Posted by Luís Paulo em Março 5, 2009

Trouxeram-me um berço e nele dormia comigo a amiga liberdade. Sempre que tinha sonhos maus, pesadelos, olhava à minha volta e abraçava a liberdade. Hoje sou homem feito, dito adulto, e que falta me faz a minha amiga liberdade.

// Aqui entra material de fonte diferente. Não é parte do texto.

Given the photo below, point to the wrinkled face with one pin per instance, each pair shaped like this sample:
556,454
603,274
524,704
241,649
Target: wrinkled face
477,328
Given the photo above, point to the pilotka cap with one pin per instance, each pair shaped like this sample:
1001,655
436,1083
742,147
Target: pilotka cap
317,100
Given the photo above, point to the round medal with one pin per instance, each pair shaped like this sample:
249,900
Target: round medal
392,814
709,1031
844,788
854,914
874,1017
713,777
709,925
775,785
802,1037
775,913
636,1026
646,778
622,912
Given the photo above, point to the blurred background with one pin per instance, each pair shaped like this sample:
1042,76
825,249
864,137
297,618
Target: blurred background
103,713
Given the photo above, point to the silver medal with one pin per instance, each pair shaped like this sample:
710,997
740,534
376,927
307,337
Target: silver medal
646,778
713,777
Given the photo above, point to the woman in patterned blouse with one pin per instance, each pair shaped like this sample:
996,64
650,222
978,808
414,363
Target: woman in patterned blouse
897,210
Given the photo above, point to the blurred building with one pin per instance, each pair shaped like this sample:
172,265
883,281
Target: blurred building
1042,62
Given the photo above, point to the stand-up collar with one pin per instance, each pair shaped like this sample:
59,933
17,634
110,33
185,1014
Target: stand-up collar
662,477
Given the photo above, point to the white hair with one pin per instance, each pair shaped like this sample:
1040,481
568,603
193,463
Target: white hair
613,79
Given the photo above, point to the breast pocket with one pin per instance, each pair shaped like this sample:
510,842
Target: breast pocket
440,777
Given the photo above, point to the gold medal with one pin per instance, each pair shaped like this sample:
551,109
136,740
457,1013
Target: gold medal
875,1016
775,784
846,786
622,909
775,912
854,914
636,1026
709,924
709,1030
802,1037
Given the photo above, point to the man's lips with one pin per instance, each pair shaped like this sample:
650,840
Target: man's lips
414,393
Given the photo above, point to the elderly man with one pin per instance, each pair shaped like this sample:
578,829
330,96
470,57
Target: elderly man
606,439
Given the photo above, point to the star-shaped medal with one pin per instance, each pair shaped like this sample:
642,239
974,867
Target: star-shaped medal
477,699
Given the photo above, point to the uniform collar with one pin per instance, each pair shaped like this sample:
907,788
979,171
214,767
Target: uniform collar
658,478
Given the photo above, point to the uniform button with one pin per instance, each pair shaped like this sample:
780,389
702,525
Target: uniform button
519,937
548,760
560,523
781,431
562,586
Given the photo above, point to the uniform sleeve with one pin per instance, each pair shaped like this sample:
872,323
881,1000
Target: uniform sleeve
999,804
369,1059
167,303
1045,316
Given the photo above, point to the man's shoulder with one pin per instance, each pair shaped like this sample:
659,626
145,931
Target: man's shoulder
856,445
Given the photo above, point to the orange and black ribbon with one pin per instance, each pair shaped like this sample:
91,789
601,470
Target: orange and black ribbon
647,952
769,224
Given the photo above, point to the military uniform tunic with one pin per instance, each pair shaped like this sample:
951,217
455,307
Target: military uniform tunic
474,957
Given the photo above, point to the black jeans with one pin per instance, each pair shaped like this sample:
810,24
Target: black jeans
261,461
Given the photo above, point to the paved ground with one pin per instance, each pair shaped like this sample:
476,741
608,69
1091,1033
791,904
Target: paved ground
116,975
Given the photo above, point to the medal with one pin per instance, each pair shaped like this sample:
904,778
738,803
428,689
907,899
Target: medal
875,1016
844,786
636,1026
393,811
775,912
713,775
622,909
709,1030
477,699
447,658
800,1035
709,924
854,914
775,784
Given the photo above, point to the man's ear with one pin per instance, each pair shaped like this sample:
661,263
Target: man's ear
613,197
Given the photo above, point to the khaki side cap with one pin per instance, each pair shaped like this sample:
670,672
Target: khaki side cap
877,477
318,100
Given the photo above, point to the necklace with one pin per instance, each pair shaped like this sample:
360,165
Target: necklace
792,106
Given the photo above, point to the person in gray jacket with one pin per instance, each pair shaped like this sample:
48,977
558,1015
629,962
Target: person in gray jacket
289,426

Não sei onde ela anda, penso que quando nos tornamos “adultos” ela parte para outro lado porque nos tornamos “chatos”. De quando em vez, gosto de ser infantil, desprezar as regras dos adultos e abraçar as palavras que querem sair comigo à rua. Sinto o abraço da liberdade quando me perco nas sombras da cidade e cumprimento o sol nos lábios da minha mulher. Ir à deriva e sentir o perfume das flores e carregar o meu coração com histórias e gentes simples.

Liberdade é um poema do coração, é um desejo racional de ter asas para voar…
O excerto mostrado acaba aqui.